We have already lived through the Gobitis-Barnette cycle once in this pandemic. At first, this Court permitted States to shutter houses of worship while allowing casinos, movie theaters, and other favored businesses to remain open. Falling prey once more to the "judicial impulse to stay out of the way in times of crisis," the Court allowed States to do all this even when religious institutions agreed to follow the same occupancy limits and protective measures considered safe enough for comparable gatherings in secular spaces. Roman Catholic Diocese, 592 U. S., at ___, 141 S.Ct., at ___ (GORSUCH, J., concurring) (slip op., at 5). But as days gave way to weeks and weeks to months, this Court came to recognize that the Constitution is not to be put away in challenging times, and we stopped tolerating discrimination against religious exercises. Tandon, 593 U. S., at ___, 141 S.Ct., at 1296. Finally, churches and synagogues and mosques reopened on equal footing with secular institutions.
Still, it seems the old lessons are hard ones. Six weeks ago, this Court refused relief in a case involving Maine's healthcare workers. Mills, 595 U. S. ___, 142 S.Ct. at ___. Today, the Court repeats the mistake by turning away New York's doctors and nurses. We do all this even though the State's executive decree clearly interferes with the free exercise of religion —and does so seemingly based on nothing more than fear and anger at those who harbor unpopular religious beliefs.
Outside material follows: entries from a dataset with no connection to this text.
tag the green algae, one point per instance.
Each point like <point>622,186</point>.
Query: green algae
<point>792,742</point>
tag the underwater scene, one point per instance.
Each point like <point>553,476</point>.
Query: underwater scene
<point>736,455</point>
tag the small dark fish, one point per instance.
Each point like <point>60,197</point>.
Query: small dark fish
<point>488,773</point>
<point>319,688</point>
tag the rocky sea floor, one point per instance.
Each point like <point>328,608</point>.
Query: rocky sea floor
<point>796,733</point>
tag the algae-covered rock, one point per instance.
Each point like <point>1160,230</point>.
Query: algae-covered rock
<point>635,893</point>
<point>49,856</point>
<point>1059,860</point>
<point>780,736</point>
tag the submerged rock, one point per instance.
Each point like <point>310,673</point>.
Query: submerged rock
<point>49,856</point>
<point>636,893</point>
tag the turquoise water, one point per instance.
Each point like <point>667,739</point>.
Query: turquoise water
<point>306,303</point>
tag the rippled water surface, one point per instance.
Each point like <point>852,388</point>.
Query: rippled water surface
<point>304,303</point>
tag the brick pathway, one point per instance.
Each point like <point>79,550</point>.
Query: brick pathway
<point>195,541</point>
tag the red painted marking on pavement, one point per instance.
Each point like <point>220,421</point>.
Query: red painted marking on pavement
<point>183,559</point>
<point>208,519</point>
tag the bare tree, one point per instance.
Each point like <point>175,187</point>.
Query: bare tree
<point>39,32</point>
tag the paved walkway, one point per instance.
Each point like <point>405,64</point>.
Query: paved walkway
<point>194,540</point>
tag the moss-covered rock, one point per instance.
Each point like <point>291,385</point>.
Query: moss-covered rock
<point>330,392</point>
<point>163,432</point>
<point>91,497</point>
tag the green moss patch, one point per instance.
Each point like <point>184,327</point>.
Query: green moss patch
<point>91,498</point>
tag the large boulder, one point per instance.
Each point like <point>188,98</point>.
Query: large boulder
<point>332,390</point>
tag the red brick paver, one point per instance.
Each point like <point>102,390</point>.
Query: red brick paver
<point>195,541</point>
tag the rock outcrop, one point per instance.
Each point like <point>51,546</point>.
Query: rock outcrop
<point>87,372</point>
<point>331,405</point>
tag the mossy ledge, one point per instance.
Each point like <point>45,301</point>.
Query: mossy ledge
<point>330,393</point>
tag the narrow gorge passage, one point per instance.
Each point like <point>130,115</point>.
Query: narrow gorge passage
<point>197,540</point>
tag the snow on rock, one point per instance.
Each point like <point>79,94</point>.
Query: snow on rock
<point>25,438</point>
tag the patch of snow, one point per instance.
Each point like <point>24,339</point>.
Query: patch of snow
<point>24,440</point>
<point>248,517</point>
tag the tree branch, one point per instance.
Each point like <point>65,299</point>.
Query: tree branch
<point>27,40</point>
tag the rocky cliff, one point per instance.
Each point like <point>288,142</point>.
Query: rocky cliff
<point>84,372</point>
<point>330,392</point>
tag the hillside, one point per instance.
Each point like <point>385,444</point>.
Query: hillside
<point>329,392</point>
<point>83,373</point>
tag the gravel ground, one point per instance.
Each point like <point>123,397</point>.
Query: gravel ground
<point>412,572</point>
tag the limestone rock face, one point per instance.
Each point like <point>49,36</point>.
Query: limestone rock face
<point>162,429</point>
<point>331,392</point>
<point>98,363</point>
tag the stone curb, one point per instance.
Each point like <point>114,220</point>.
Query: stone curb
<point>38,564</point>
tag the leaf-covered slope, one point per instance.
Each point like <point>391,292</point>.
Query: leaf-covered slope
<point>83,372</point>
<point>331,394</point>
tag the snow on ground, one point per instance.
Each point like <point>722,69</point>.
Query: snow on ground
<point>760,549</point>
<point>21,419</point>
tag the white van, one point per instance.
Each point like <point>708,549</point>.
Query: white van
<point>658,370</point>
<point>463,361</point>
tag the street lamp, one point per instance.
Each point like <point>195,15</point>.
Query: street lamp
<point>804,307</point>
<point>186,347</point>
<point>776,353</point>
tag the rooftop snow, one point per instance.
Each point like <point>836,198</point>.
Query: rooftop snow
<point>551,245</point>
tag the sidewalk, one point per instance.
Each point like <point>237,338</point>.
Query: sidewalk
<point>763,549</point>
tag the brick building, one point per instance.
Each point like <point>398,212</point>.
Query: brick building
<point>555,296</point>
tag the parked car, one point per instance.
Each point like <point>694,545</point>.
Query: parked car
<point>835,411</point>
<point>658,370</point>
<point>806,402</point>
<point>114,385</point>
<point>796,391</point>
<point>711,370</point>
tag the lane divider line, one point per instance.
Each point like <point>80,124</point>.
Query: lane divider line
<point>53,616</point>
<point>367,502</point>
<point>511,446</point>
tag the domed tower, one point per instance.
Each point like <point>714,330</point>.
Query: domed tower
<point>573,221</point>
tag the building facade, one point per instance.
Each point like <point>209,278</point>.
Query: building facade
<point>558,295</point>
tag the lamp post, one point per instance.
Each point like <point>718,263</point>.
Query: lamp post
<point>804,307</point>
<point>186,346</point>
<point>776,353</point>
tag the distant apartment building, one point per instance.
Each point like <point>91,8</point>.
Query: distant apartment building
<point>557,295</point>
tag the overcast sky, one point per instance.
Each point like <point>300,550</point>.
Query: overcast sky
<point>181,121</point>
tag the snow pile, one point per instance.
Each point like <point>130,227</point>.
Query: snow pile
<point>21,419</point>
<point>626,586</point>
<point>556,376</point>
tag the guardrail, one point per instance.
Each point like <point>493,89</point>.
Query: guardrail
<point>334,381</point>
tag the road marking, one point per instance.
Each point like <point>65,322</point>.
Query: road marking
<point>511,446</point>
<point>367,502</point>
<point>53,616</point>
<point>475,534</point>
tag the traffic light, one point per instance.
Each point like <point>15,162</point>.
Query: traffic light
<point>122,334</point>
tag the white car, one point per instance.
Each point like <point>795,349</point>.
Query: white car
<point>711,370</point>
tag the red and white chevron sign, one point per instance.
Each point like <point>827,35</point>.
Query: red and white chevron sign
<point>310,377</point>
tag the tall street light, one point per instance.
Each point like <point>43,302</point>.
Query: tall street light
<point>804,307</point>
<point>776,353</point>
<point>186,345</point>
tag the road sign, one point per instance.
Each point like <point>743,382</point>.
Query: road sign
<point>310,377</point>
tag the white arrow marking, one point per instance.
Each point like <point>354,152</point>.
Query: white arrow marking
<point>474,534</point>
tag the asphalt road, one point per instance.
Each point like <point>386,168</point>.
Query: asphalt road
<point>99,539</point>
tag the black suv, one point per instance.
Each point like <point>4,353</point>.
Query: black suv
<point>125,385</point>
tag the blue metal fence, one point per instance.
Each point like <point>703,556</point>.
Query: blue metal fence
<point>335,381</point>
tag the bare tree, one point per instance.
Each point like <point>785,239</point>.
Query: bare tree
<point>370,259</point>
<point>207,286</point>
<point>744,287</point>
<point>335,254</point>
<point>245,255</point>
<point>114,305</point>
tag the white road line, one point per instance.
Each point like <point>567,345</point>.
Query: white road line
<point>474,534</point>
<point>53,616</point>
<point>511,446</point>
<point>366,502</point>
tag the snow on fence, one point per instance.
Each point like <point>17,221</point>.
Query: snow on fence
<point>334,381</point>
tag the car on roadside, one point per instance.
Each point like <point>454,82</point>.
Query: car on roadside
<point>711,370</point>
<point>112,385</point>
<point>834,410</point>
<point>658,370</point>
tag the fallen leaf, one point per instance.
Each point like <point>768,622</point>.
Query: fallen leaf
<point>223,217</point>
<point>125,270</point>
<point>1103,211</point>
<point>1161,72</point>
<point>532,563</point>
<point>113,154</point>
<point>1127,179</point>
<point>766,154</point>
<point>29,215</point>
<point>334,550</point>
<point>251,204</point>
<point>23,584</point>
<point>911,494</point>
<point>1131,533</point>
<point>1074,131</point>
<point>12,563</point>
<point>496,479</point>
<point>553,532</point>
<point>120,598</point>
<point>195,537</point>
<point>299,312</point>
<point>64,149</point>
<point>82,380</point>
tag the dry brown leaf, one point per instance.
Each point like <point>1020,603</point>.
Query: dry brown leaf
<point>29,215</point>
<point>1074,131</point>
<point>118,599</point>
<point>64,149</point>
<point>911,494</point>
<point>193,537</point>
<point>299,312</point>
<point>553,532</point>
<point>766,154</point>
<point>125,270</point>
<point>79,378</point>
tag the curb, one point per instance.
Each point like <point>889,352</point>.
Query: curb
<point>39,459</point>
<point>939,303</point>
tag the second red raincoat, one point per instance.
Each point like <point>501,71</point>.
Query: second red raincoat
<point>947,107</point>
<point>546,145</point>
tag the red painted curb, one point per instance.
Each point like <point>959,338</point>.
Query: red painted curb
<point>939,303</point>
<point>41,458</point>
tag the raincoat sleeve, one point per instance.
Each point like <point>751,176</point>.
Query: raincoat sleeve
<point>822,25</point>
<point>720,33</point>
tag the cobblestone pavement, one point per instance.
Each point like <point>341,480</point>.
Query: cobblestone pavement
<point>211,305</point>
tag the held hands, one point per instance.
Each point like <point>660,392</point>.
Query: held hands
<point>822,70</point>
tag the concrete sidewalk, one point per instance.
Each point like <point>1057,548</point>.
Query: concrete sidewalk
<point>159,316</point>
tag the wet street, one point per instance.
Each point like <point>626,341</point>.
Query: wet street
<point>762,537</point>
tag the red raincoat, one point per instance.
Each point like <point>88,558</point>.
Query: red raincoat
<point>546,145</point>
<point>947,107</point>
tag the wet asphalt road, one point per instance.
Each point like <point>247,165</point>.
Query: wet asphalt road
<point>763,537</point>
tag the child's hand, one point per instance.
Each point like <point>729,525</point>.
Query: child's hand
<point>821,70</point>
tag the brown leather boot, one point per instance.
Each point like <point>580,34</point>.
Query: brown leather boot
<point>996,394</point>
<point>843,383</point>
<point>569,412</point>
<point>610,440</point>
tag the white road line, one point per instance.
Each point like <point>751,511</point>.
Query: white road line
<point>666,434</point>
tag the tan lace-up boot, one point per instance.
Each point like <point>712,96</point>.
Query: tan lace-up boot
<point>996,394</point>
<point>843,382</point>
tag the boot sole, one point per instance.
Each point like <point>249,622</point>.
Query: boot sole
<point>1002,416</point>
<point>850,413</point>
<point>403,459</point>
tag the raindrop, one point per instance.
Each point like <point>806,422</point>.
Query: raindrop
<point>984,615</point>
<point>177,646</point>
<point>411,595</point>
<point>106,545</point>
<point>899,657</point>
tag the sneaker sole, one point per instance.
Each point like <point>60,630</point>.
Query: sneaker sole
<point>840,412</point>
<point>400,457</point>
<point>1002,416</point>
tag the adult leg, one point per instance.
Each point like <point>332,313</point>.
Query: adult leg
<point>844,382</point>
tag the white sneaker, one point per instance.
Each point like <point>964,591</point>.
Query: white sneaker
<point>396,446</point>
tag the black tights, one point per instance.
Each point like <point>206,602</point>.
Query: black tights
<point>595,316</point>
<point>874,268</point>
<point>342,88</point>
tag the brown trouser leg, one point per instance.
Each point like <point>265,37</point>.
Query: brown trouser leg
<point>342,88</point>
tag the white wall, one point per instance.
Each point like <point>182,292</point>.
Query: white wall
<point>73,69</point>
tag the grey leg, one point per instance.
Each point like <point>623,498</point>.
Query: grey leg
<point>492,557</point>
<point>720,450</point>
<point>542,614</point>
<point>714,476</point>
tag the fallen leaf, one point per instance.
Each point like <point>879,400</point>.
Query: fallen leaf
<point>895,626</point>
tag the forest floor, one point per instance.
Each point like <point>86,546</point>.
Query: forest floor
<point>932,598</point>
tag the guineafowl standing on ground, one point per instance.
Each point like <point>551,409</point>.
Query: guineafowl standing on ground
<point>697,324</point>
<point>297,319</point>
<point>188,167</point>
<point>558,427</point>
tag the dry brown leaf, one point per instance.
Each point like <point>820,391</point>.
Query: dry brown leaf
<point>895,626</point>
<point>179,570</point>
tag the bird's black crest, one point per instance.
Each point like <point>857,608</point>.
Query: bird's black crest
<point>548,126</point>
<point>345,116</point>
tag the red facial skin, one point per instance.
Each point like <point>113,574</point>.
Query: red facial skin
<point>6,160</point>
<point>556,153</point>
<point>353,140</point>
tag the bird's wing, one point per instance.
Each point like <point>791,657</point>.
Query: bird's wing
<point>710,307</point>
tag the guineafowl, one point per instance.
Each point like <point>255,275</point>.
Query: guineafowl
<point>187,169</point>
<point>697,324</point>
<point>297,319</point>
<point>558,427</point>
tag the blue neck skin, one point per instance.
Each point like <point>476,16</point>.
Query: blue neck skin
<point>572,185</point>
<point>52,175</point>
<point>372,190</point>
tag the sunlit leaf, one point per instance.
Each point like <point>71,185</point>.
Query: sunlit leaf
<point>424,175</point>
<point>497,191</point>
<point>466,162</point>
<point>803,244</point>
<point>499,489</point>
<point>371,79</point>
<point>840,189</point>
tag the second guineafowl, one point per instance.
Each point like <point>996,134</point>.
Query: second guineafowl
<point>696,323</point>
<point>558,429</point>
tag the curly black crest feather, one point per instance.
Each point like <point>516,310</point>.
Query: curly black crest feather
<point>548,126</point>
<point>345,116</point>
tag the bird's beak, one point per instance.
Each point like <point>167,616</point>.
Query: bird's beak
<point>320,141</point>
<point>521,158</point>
We allow the State to insist on the dismissal of thousands of medical workers—the very same individuals New York has depended on and praised for their service on the pandemic's front lines over the last 21 months. To add insult to injury, we allow the State to deny these individuals unemployment benefits too. One can only hope today's ruling will not be the final chapter in this grim story. Cases like this one may serve as cautionary tales for those who follow. But how many more reminders do we need that "the Constitution is not to be obeyed or disobeyed as the circumstances of a particular crisis ... may suggest"? Downes v. Bidwell, 182 U.S. 244, 384, 21 S.Ct. 770, 45 L.Ed. 1088 (1901) (Harlan, J., dissenting).